Bon Chon Chicken
Times have changed. It wasn't so long ago that King Kong tried to take New York and got his big hairy behind kicked. Now it appears a South Korean chicken joint has prevailed where a 60-foot gorilla fell flat on his face. Bon Chon Chicken has seemingly swept all before it in the Big Apple, winning gushing plaudits from the likes of Esquire magazine, GQ and the New York Times. But since New York is the town that recently went all giddy over cupcakes, should we be getting equally excited about the fried chicken chain's arrival in Dubai?
Bon Chon's first foray into the Middle East occupies an unassuming location among a stretch of fast-food joints on Trade Centre Road. Rubbing shoulders with the likes of Hardee's, Pizza Hut and KFC, Bon Chon appears to be having no delusions of grandeur about its place among the city's restaurant hierarchy. Yet unlike those giant, impersonal corporate fodder factories, Bon Chon has a certain charm and amateurish naivety about it that instantly sets about winning you over before you've so much as nibbled your first wing.
A wall plastered with Post-it notes drew me across the bright and cheerful restaurant while we waited for our food (which wasn't as fast as fast-food should be). The doodled missives to Bon Chon's particular brand of fried loveliness ranged from opportunistic classified ads - "Sanoo Architects & Engineers :)" - to this artful little sketch...

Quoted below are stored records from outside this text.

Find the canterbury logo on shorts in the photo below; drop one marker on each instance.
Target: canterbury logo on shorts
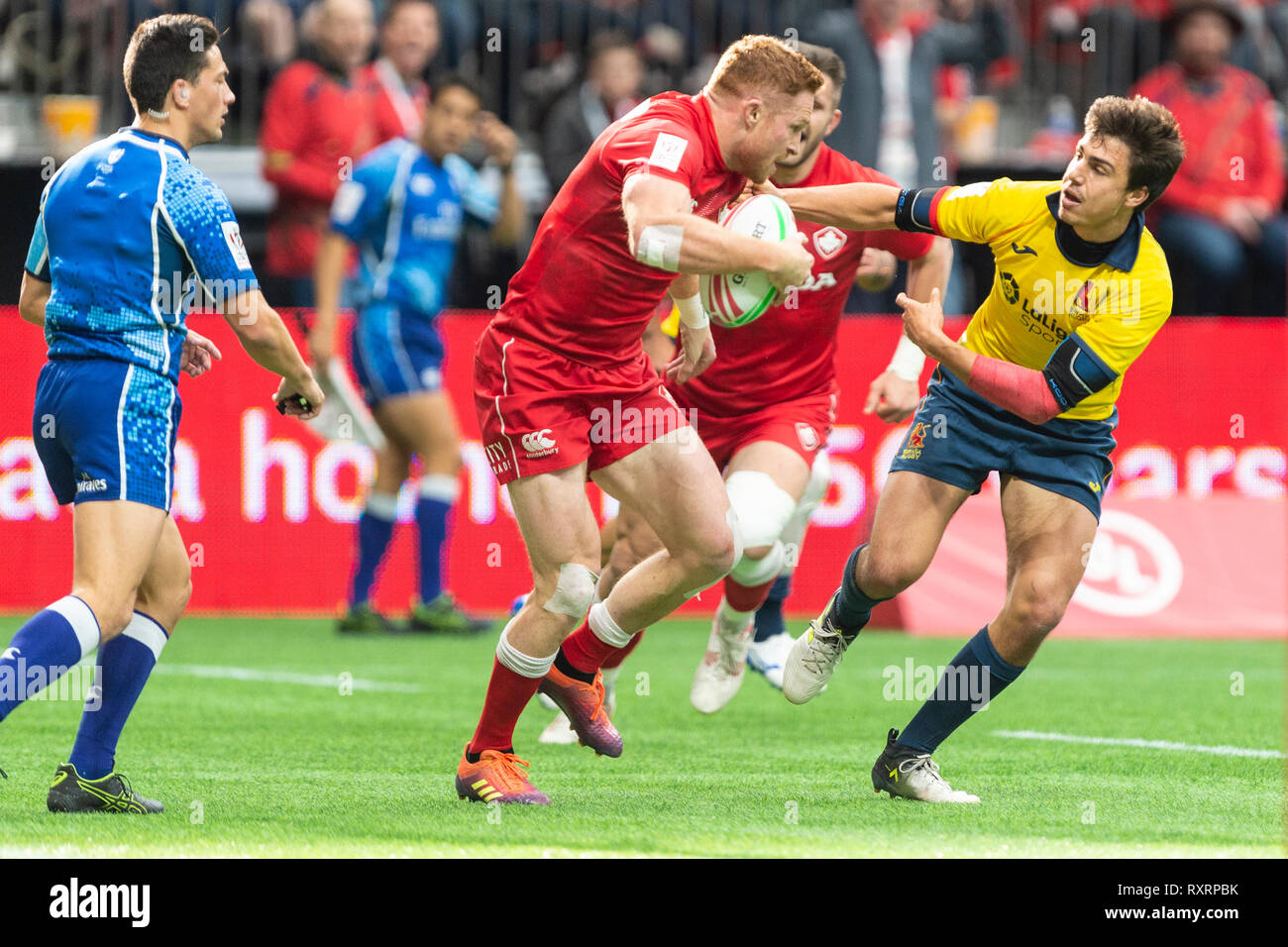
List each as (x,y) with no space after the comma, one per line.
(539,444)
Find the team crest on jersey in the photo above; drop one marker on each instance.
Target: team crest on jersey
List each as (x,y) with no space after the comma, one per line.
(915,442)
(828,241)
(497,457)
(807,436)
(232,237)
(668,151)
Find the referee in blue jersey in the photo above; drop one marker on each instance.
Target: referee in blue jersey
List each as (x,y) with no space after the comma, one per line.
(403,209)
(123,228)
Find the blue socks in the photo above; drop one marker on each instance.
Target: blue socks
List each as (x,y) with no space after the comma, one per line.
(769,616)
(437,495)
(44,648)
(124,665)
(971,681)
(853,607)
(375,530)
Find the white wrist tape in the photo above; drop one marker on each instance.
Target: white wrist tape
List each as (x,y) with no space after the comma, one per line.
(907,361)
(660,247)
(692,313)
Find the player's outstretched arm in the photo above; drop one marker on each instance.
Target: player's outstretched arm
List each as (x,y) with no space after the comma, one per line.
(697,348)
(263,334)
(850,206)
(665,235)
(31,299)
(327,278)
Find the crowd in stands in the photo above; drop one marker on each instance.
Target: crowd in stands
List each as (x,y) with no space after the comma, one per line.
(333,77)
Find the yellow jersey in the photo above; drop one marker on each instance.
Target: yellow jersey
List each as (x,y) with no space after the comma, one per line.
(1039,296)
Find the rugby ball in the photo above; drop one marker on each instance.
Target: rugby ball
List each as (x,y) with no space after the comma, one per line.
(735,299)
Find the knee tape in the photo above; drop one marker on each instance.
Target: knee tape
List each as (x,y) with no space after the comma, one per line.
(761,505)
(752,573)
(819,478)
(575,591)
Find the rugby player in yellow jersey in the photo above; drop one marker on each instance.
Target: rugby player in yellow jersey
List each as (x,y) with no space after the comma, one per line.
(1081,287)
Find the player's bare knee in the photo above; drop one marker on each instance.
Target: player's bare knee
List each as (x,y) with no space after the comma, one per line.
(885,577)
(1035,613)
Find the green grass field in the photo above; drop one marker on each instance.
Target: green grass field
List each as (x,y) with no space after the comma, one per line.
(246,737)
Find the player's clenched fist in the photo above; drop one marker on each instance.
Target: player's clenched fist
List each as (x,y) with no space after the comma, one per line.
(923,322)
(300,397)
(795,264)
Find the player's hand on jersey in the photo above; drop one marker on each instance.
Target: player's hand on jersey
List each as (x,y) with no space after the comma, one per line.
(290,393)
(795,265)
(498,138)
(198,355)
(892,397)
(695,356)
(923,322)
(876,269)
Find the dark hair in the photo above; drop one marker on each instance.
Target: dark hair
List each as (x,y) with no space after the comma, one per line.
(454,80)
(1151,136)
(394,5)
(174,46)
(827,62)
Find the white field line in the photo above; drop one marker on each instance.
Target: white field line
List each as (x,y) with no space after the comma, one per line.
(329,681)
(1141,744)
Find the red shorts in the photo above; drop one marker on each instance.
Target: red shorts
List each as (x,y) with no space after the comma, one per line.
(802,425)
(540,411)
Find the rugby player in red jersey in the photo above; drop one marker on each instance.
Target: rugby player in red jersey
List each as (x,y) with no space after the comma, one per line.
(565,390)
(765,407)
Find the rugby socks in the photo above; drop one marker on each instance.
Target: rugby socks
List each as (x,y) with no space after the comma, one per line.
(587,648)
(437,495)
(124,665)
(619,655)
(515,678)
(44,648)
(375,530)
(746,598)
(769,616)
(853,607)
(971,681)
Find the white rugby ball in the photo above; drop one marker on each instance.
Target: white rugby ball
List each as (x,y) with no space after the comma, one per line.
(735,299)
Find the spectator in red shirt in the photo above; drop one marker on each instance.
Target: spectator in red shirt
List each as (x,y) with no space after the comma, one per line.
(316,125)
(1220,222)
(395,80)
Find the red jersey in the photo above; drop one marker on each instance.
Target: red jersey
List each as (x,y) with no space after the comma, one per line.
(313,129)
(789,354)
(581,292)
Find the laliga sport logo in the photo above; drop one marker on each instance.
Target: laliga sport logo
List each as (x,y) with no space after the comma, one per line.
(1133,569)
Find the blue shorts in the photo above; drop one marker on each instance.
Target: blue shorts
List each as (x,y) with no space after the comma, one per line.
(958,437)
(106,431)
(395,354)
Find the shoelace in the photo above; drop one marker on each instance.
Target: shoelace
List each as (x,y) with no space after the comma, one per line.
(827,647)
(599,698)
(925,764)
(725,655)
(509,774)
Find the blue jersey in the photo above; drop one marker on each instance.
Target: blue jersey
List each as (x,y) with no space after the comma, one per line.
(404,213)
(123,227)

The Spy Who Fried Me: Yes, the James Bond character appears to have bludgeoned Colonel Sanders with a chicken drumstick.
... and this culturally sensitive tribute to the first Bon Chon Chicken to open in a Muslim country:
It was just as well the wall-art was so absorbing, as our chicken took a while to materialise, which wasn't completely ideal since the air conditioning wasn't working. It hadn't taken us long to choose, however, since the menu is somewhat limited. I plumped for the chicken fillets combo, consisting of three pieces of chicken, three Korean style mandu dumplings, some bread and a diet coke - all for the grand sum of Dhs20.
Across the table, my by-now ravenous companion opted for the wings combo, featuring half a dozen wings, French fries, bread and a coke. I added a tub of kimchi coleslaw for good measure and set to work demolishing the lot. What became immediately apparent was that Korean-style chicken isn't like KFC-style fried chicken in that it isn't slathered in a thick, breadcrumb-based batter. Instead, it's merely licked by a special marinade - either "soy" or "hot" flavour - that thinly coats the surface, leaving it light and crisp to the touch after being fried in oil that contains no trans-fats. The frying process takes place in two stages so that the meat cooks through, but the coating doesn't burn or go too dark and crunchy. What you're left with is a barely dressed morsel, sizzling hot and full of tangy spice - a kind of Asian KFC in nothing but its underwear.
The chicken wasn't quite as crisp as promised, and neither did it sing sweet songs to my palate in either of its garlicky "soy" or lip-burning "hot" incarnations. The fillets were little more than goujons, modest strips of breast meat, while the wings were so tiny they were barely enough to get into a flap about. What we had here was a preparation style that was different, tasty, and arguably healthier than the fat-saturated fried-chicken to which many of us have become accustomed. But there was very little more than that. In fact, I was just as taken with the kimchi coleslaw, which presented the famous Korean fermented pickled cabbage in a spicy mayonnaise sauce. Although quite what those big lumps of baguette were all about, I can't quite fathom. Still, the diet-friendly portions were soon stripped to the bone...
Since "banchan" is the Korean word for a small side-dish, perhaps Bon Chon is best regarded as nothing more than a welcome addition to the Dubai fast-food scene, a pleasant distraction rather than a main event in itself. But if this is the way to get New Yorkers' knees knocking, perhaps next time King Kong decides to shimmy up the Empire State Building he should think about wearing a giant chicken suit?
Bon Chon Chicken, Trade Centre Road, Dubai, 055 266 2466.